I use a time-intensive technique that captures the evolution of light and emphasizes change in vivid colors. Multiple exposures are taken over two days and images are created in camera and on film with no digital manipulation. Each image is composed of three to nine exposures. Only the light in the room is used — no colored lights or gels are added.
— Brad Carlile, New York City & Portland, Oregon, USA
These images are not landscapes in the traditional sense but rather appropriations of the seasonal textures, colors and shapes from a unique locale — Emigrant Lake, Oregon. By squaring these elements within the camera frame, an order is highlighted which weds the local gestalt of a small niche of the landscape with the photographer’s search for a familiar compositional order or in rare instances his discovery of a previously unrecognized or unappreciated natural order.
I think of archetypal psychologist James Hillman’s book The Soul’s Code and his examination of the “innate image” or personal daemon as it informs our unique and individual callings in life.
As I was seeing and taking them, the photos were about design and composition, but from another perspective, were an unfolding theme, a very early chapter of which I remember from my childhood in Holley, New York. For several years, late into the winter season after unseasonably warm weather had melted the snow, I was six or seven and, wearing my grandfather’s fishing boots, would wade through the ankle deep water in an overgrown and untended orchard behind my grandparents’ house, fascinated with little scenarios of tangled branches, mounds of dead wood and sandstone boulders cleared and piled years ago. It is not too different from my experience, in many ways, of taking this series of images of this one particular location, an artificial lake which rises and falls seasonally, gradually, imperceptibly, flooding the riparian areas, creating equivalent (but necessarily different) gestalts to which I respond, when I can see them, by recording their image. Rather than viewing this particular manifestation of a creative process as sequentially related to childhood experience in a cause and effect way, it is personally and creatively more satisfying to consider both in relation to the currents and eddies of my own daemon which calls me to this task of exploration, looking and seeing over the course of a lifetime.
— Jeff Krolick, Ashland, Oregon, USA
This series, titled Waypoints, began with a simple desire to revisit some of the territory along the Pacific Coast that I had enjoyed in my childhood. Along the way, it quickly became much less about memory and much more about capturing the essential spirit of each random, unplanned stop along the way.
These waypoints are the record of my journeys.
— Douglas Ethridge, Tahuya, Washington, USA
I am one of those lucky enough to have grown up in a declining, industrial Northern town in England, albeit one with a little notoriety, due to the containment of a curse word within its name.
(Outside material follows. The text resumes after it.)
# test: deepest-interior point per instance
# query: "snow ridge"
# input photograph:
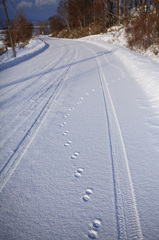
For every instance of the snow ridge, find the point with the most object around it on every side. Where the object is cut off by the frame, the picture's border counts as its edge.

I have since visited, and will continue to visit, many towns like it. I would like to think that we are all shaped and influenced by our surroundings, however it seems to be part of the British DNA to be cynical about such places, and unless we are told something is beautiful, it is inevitably a “shithole.”
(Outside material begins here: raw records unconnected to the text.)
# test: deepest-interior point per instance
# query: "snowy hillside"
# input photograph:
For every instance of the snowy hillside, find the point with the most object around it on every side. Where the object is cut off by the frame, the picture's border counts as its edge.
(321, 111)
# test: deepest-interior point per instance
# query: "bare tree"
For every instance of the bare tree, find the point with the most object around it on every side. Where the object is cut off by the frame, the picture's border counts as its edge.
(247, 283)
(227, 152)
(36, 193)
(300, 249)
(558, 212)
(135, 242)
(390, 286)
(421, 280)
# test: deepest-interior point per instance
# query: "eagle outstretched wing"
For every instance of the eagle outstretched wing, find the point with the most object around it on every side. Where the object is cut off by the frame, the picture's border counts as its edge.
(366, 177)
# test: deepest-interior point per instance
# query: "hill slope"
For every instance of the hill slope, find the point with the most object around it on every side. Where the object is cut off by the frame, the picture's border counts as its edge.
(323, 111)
I fell in love with photography as it enabled me to make what I thought were beautiful images, and this is still what, deep down, keeps it so close to my heart. However, am I trying to capture something beautiful within something so often considered the opposite, to show that beauty and worth can be found anywhere? Or am I trying to look for beauty where none can be found? Do I love this Island, or am I trying to expose its weaknesses and strange principles? I’m not sure, but I’m enjoying my efforts to find out, so I’ll keep finding crappy towns to wander, and maybe someday I’ll discover the answer.